Turner Prize 2018
Art and activism
Established by the Tate in 1984, this £25,000 visual-arts prize recognises outstanding exhibited work by British born or based artists. Named after J.M.W Turner, whose painting style and subject matter was regarded as both innovative and controversial in his day, the prize is known for sparking debate about the nature of contemporary art.
Politics, personal as much as global, spatial as much as temporal, are at the core of the selected artists’ work
Adrian Searle, The Guardian
This year all four of the artists use video and moving images to respond to pressing social, political and humanitarian issues. The shortlisted candidates are:
- Forensic Architecture
A team of architects, filmmakers, investigative journalists and lawyers (among others), Forensic Architecture investigates human rights violations across the world – presenting their findings through video, animation and 3D modelling.
- Naeem Mohaiemen
Combining autobiography and family history, Naeem Mohaiemen’s work responds to the impact of post-WWII decolonisation and how national borders have shaped people’s lives.
- Charlotte Prodger
Using media that span the history of video recording, from old camcorders to the latest iPhone, Prodger examines what happens to speech and self-representation across time, space and technology.
- Luke Willis Thompson
With recent work including Autoportrait – a black and white silent film portrait of Diamond Reynolds, who witnessed the fatal shooting of her partner by a police officer – Luke Willis Thompson explores state and police power, and racial and social inequality.

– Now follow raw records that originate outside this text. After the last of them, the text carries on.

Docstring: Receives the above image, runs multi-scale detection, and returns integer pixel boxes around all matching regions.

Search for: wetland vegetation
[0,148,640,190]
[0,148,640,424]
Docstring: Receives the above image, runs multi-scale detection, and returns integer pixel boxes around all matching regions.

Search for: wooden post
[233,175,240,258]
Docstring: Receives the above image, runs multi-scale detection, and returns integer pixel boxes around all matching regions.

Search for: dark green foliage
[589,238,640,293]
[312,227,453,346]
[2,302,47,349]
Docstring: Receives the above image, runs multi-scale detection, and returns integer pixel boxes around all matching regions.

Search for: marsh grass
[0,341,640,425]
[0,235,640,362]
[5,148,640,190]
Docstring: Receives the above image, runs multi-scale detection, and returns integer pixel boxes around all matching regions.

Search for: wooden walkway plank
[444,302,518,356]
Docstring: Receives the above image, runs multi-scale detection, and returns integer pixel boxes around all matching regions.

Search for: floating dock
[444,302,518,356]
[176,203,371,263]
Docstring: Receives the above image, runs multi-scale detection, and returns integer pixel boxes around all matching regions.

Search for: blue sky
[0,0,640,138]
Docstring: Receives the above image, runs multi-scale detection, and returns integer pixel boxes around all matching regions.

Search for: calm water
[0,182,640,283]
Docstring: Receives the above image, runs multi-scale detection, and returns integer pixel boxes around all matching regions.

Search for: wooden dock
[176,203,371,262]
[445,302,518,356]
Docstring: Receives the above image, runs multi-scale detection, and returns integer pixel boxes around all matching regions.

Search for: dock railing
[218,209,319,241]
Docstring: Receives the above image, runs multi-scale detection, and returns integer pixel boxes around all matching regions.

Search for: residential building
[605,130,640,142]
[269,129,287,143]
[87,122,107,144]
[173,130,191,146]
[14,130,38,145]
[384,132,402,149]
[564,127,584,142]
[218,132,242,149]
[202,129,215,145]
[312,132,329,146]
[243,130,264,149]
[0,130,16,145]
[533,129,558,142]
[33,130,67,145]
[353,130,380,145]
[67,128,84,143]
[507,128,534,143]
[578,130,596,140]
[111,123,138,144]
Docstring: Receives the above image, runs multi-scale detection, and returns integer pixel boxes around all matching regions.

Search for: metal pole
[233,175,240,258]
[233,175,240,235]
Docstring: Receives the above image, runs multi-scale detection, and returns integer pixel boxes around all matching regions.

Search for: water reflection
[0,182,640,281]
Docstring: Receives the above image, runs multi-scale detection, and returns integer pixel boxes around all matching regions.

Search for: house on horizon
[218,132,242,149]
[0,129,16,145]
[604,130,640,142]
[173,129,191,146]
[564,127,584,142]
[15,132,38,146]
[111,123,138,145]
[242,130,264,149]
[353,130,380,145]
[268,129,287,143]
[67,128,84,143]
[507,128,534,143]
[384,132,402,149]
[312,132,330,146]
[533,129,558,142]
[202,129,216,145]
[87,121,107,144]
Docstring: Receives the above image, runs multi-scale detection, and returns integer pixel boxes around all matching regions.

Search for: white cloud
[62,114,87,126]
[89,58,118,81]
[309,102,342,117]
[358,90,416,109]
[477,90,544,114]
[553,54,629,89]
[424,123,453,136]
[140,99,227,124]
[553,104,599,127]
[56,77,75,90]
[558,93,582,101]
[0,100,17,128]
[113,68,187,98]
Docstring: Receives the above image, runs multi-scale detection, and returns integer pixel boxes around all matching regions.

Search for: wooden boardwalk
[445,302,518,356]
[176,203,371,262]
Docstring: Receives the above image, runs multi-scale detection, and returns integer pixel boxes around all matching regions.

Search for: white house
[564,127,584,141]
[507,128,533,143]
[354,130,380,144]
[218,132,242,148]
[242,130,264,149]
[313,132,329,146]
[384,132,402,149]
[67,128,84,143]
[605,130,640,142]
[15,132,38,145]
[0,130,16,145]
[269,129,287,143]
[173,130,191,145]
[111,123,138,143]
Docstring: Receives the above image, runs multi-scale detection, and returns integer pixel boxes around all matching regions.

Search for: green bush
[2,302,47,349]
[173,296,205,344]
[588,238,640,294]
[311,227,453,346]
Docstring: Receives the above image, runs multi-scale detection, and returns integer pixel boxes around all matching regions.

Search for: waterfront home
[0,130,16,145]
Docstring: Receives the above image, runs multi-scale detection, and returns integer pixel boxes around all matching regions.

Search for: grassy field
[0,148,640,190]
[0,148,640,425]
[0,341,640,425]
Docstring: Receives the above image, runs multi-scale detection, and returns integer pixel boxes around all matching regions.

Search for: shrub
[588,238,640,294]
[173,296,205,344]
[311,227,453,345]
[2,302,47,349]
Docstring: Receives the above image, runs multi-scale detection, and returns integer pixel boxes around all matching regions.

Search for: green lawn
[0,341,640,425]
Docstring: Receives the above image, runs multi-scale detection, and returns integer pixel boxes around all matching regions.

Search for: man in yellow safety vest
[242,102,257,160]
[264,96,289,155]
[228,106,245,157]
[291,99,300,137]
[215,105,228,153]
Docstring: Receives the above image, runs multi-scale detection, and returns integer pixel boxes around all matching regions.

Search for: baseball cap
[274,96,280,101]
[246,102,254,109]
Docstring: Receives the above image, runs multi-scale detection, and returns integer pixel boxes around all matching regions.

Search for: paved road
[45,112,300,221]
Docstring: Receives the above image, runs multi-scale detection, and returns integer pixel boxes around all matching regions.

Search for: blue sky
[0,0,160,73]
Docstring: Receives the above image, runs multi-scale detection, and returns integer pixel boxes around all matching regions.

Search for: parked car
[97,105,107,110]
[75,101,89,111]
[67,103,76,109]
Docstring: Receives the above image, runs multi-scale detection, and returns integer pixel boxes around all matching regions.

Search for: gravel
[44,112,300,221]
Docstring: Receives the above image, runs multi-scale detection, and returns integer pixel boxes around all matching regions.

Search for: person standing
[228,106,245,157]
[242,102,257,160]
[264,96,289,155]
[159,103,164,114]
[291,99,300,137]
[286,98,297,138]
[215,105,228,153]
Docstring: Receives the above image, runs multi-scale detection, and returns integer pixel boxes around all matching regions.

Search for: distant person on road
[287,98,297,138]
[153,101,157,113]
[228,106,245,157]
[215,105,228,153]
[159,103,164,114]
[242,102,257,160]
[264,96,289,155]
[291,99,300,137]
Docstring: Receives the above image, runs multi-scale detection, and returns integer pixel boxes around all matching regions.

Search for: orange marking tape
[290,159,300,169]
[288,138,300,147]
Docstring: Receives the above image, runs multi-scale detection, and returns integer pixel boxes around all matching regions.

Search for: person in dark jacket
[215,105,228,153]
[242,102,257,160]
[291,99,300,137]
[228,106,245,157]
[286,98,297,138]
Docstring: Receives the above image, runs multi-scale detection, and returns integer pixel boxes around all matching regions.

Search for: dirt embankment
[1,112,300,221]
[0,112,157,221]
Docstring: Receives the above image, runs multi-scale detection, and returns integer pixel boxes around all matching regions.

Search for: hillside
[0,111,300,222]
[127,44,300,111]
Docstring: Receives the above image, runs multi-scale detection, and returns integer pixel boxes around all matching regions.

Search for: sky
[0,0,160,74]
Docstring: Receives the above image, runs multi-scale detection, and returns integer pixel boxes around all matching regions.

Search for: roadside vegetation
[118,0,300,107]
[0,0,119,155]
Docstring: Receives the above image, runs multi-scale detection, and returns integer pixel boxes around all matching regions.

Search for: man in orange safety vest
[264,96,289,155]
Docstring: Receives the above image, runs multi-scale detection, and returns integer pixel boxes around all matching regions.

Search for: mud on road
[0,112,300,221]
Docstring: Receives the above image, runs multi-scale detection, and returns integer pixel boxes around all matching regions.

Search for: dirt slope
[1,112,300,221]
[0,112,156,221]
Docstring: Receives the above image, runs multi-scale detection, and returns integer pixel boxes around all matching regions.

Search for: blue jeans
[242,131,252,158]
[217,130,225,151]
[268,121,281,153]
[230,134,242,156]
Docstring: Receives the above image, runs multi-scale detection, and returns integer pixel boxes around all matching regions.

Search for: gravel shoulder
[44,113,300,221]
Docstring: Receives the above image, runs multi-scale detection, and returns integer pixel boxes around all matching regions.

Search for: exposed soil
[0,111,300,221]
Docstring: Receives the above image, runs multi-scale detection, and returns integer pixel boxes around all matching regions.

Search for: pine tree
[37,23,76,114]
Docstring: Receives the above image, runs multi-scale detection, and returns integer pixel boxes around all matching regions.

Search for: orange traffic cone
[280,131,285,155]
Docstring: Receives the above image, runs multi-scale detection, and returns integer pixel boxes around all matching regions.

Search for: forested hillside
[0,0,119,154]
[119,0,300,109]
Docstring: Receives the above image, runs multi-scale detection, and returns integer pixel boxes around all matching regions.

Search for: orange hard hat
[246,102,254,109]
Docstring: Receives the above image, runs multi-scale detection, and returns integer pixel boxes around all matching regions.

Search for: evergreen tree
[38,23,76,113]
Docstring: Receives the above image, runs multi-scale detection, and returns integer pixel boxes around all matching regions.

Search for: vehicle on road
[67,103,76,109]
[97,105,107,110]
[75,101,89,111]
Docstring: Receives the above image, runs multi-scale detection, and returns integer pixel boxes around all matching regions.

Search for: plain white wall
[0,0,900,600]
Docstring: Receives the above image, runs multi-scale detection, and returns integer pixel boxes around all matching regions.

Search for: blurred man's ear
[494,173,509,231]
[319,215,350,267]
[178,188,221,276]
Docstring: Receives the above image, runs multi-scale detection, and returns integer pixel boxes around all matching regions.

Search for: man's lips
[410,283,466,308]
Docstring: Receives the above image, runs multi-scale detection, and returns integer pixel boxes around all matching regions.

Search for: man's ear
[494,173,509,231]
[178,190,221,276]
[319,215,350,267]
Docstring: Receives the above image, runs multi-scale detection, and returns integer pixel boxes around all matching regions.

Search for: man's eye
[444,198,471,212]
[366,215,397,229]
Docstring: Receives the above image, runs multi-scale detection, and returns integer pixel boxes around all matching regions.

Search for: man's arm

Following a thoughtful and rigorous debate, this year’s jury has chosen an outstanding group of artists, all of whom are tackling the most pressing political and humanitarian issues of today
Alex Farquharson, Director of Tate Britain
Each year’s Turner Prize is awarded by a fresh panel of independent judges, which includes leading creative minds, curators and critics from the British art world and beyond. Past winners have included Rachel Whiteread, who in 1993 became the first woman to win the Turner Prize for her monumental sculpture, House. Two years later, Damien Hirst claimed the accolade for his infamous Mother and Child Divided – a bisected cow and calf suspended in formaldehyde.
2018’s winner will be announced live at the Turner Prize award ceremony in December. Before then, and until early January, visitors can view the works in contention at Tate Britain.